Washington (AFP) - Sales of existing homes, the bulk of the US housing market, surged higher in May as price growth eased, industry data released Monday showed.
The National Association of Realtors said total existing-home sales rose 4.9 percent to an annual rate of 4.89 million units in May, from April's 4.66 million unit pace.
Sales of existing homes have rebounded for two straight months from the first-quarter slump, in part blamed on bad winter weather in large areas of the country.
May's sales of single-family homes, townhomes, condos and co-ops came in stronger than analysts' expectations of a pace of 4.80 million units. But they were 5.0 percent below the year-ago rate.
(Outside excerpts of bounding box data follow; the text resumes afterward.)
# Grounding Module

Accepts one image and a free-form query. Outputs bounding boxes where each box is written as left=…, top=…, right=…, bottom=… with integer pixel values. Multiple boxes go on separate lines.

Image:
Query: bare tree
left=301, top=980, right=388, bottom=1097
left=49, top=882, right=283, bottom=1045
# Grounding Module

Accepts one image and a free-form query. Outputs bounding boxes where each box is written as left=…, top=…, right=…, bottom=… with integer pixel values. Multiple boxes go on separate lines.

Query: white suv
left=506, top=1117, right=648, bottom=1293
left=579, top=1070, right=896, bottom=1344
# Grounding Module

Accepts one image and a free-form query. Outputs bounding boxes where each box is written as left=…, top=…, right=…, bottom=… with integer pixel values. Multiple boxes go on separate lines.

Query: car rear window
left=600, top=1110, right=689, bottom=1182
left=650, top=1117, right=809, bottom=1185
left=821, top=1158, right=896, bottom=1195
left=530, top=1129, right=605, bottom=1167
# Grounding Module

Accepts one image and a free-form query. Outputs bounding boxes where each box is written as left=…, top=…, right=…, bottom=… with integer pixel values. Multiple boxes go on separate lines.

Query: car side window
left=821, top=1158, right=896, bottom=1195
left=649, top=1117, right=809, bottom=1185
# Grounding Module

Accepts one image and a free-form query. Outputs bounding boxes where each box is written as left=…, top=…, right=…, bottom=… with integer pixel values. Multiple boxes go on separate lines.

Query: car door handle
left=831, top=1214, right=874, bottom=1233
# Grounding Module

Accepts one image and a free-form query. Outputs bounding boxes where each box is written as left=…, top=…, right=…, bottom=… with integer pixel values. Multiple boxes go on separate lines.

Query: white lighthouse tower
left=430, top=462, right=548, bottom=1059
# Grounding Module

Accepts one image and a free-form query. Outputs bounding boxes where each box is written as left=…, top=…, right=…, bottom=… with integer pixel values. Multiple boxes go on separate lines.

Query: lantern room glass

The housing market recovery has sputtered for more than a year under pressure from higher mortgage interest rates, lack of inventory that pushed prices higher, and high unemployment.
"Home buyers are benefiting from slower price growth due to the much-needed, rising inventory levels seen since the beginning of the year," said Lawrence Yun, NAR chief economist.
"Moreover, sales were helped by the improving job market and the temporary but slight decline in mortgage rates."
Inventory rose 2.2 percent to 2.28 million homes, to a 5.6-month supply at the current sales pace, down a tenth point from April.
The median price was $213,400, up 5.1 percent from a year ago.
"This is the strongest pace of sales since October 2013 and reinforces our expectation of a pickup in housing activity in the second half of the year following a soft Q1 that was affected by unusually severe winter weather," said Barclays analyst Cooper Howes in a research note.